Larry Baker joined the Army when he was 17 years old and arrived in Vietnam on Dec. 21, 1967. He referred to himself as the “tunnel rat” for D Co., 3rd Bn., 1st Inf. Regt., 11th Light Inf. Bde., Americal Div.

Years after leaving Vietnam, VA doctors determined that Baker suffered a TBI during a search-and-destroy mission. He was wounded by a booby trap bomb blast on May 1, 1968, in a small village near Mo Duc in Southern Quang Ngai Province.

He said that injury left him with “memory loss” and shrapnel fragmentation wounds to his face, left arm and chest. 

He also received nerve damage to his left arm and burns to eyes and face.

The blast also distorted his recollection of the incident. Baker said what he remembers “didn’t actually happen” and, that in his mind, he ran away after the explosion — essentially abandoning his men in the field.

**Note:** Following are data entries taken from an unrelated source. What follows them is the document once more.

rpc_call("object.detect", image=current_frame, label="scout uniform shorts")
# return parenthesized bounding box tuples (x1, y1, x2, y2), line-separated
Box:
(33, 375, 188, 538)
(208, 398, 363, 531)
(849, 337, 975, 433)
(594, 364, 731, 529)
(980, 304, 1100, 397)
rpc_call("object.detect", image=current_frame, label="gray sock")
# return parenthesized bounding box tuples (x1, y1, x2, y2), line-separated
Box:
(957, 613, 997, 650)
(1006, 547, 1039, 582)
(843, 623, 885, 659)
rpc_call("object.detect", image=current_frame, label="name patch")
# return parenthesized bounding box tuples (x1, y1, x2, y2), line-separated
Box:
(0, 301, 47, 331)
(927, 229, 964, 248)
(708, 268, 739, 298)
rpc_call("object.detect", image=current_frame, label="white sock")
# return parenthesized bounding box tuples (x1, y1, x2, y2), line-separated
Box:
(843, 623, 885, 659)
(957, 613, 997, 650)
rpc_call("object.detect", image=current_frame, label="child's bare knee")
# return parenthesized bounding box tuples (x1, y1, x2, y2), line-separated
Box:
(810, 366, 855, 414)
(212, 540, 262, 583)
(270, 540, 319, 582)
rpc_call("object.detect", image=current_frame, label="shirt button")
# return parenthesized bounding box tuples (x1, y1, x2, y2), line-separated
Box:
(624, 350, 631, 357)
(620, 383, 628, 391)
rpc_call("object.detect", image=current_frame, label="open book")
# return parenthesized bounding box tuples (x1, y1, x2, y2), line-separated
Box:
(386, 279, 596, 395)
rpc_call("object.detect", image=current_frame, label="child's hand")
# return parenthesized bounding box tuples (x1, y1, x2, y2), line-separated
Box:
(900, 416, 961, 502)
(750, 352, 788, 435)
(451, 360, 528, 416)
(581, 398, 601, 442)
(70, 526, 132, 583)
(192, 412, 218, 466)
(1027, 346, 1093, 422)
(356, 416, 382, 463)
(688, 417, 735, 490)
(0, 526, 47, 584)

That is not what happened. 

“What I don’t remember haunts me,” Baker said. “It took me 45 years to learn that I didn’t do that.”

Baker learned about what really happened in 2012 when he went to his unit’s reunion. Baker’s former battalion commander, Col. James Franklin, also was there.

“[Franklin] told me: ‘I know who you are — I was with you when you got injured,’ ” Baker said. “He said the bomb blew me back to the door post, and I passed out unconscious — I didn’t run anywhere. 

“I always felt guilty because I thought I had abandoned my guys, because I thought I ran away,” he continued. “I felt better about it. Col. Franklin told me that I didn’t abandon anyone.”

The shrapnel wounds to Baker’s left arm and chest caused some loss of mobility and nerve damage. He also received a frag wound to his face, including his eyes. Almost 50 years later, Baker still has shrapnel in his right eye.

“It doesn’t bother me,” Baker said. “They can’t take it out anyway.”

After he was wounded, Baker was medevaced to a small field hospital at Landing Zone Bronco at Duc Pho in Quang Ngai Province. 

Baker said he did some research and determined he then ended up at a field hospital in Chu Lai, and then went to the 91st Evacuation Hospital in Tuy Hoa, where he spent a month. 

“My eyes were bandaged, and I was blinded,” Baker said. “Because in the bomb blast, my eyes got burned pretty badly.”

After receiving additional treatment in Japan, Baker eventually returned stateside and ended his treatment at Fort Hood, Texas. 

He was honorably discharged in April 1969. 

Baker returned home to Cody, Wyo., and married his wife, Adrienne. He retired in 2011 after working 27 years as an emergency medical technician in Cody.

Baker gave thanks to VFW magazine for the opportunity to hunt antelope and meet other veterans.

“It is helping veterans by giving them a chance to have some additional healing,” Baker said. “It’s not about shooting antelope. It goes so much deeper than that.”

Baker said he appreciates what the Greenwoods do for veterans.

“I know a lot of outfitters, and they are just in it for the money,” Baker said. “That’s not the case for Russ and Carol [Greenwood]. They don’t have to do this, but they choose to bring veterans into their home. It’s their way of giving back.”